Mas também são vistas como um sinal de que as pessoas-chave das equipes de Aras e agora de Elizeta não pretendem avalizar o discurso de alinhamento do novo chefe do MPF com o Supremo – e com seus padrinhos Gilmar Mendes e Alexandre de Moraes.

Essa proximidade, aliás, tem levado uma ala dos subprocuradores a manifestar em conversas reservadas a preocupação com a possibilidade de que Gonet não seja enfático na defesa do MP. “O Lula entregou a chave da PGR para o Gilmar e o Moraes”, diz um dos mais ácidos integrantes da PGR, ouvido reservadamente pela equipe da coluna.

Tanto Santos como Ana Borges bateram de frente com Moraes recentemente na condução de duas investigações – a que envolve a delação de Mauro Cid e a que apura as agressões ao ministro no aeroporto de Roma.

Santos inclusive chegou a classificar como “fraco” o acordo de colaboração premiada fechado por Cid com a Polícia Federal. Na ocasião, ele disse que seria preciso haver provas mais robustas para confirmar as acusações do ex-ajudante de ordens.

“Havendo essa delação do Mauro Cid, e o Ministério Público não participou (das tratativas do acordo), tudo bem, não vou jogar provas fora e dizer que a prova não presta. Vou tentar fazer com que essa prova fique forte. Esse é o nosso objetivo. Agora não posso garantir – estou tentando”, disse Carlos Frederico à equipe da coluna em novembro, negando que existisse uma disputa de poder entre o MPF e a Polícia Federal.

As críticas desagradaram não apenas a PF como o próprio Moraes, que homologou o acordo.

Santos passou a coordenar o Grupo Estratégico de Combate aos Atos Antidemocráticos na gestão Augusto Aras e assumiu os processos relacionados aos atos golpistas de 8 de janeiro, que já levaram à condenação de 30 pessoas pelo Supremo Tribunal Federal (STF). Não está claro se Gonet vai manter o grupo.

Ele era o representante da PGR também nos inquéritos envolvendo Bolsonaro, como o que apura o desvio das joias sauditas e a fraude na carteira de vacinação contra Covid-19.

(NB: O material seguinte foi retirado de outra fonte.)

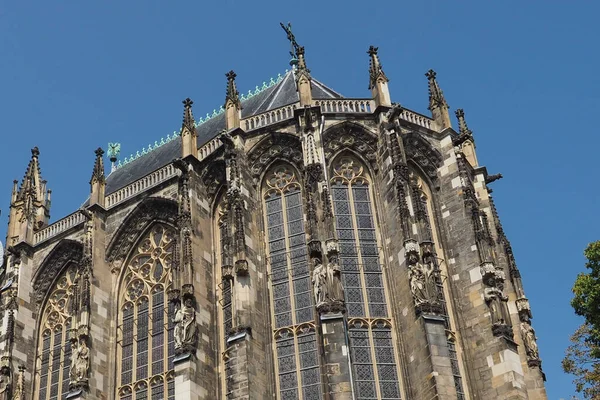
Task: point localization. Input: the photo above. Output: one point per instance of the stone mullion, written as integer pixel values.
(291, 291)
(363, 281)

Já Ana Borges desagradou Moraes ao cobrar o ministro Dias Toffoli acesso à íntegra do vídeo com as cenas da briga de uma família com o ministro Alexandre de Moraes no aeroporto internacional de Roma, e fazer uma cópia da gravação.

O caso, que é investigado no STF, ganhou contornos nebulosos depois que o relatório da PF com a análise das imagens de câmeras de segurança do aeroporto de Roma afirmou, de forma inconclusiva, que Mantovani Filho cometeu “aparente agressão física” contra o filho de Moraes.

Ainda assim, Toffoli não permitiu que o MP fizesse cópia das imagens ou perícia - o que foi contestado formalmente pela 02 da PGR.

A subprocuradora também contestou a inclusão do próprio Moraes como assistente de acusação no inquérito – o que, na prática, permite ao ministro do STF sugerir a obtenção de provas e até realizar perguntas para as testemunhas. Para Ana Borges e Elizeta Ramos, trata-se de um "privilégio incompatível com o princípio republicano".

Uma das desconfianças de quem acompanha de perto as investigações é a de que Moraes pretende interferir no inquérito e tentar forçar a apresentação de denúncia contra os envolvidos na briga.

Ana Borges deixa também o cargo de suplente do Conselho Nacional de Direitos Humanos. Ela costuma divergir de Gonet na seara de costumes – enquanto ela defende o "desmonte" do sistema patriarcal, ele é um fervoroso crítico do aborto.

A forma como Gonet vai preencher os dois cargos dará a noção do rumo que a PGR vai tomar — se mais alinhada ou subordinada ao Supremo. A sua sabatina no Senado trouxe mais dúvidas do que certezas.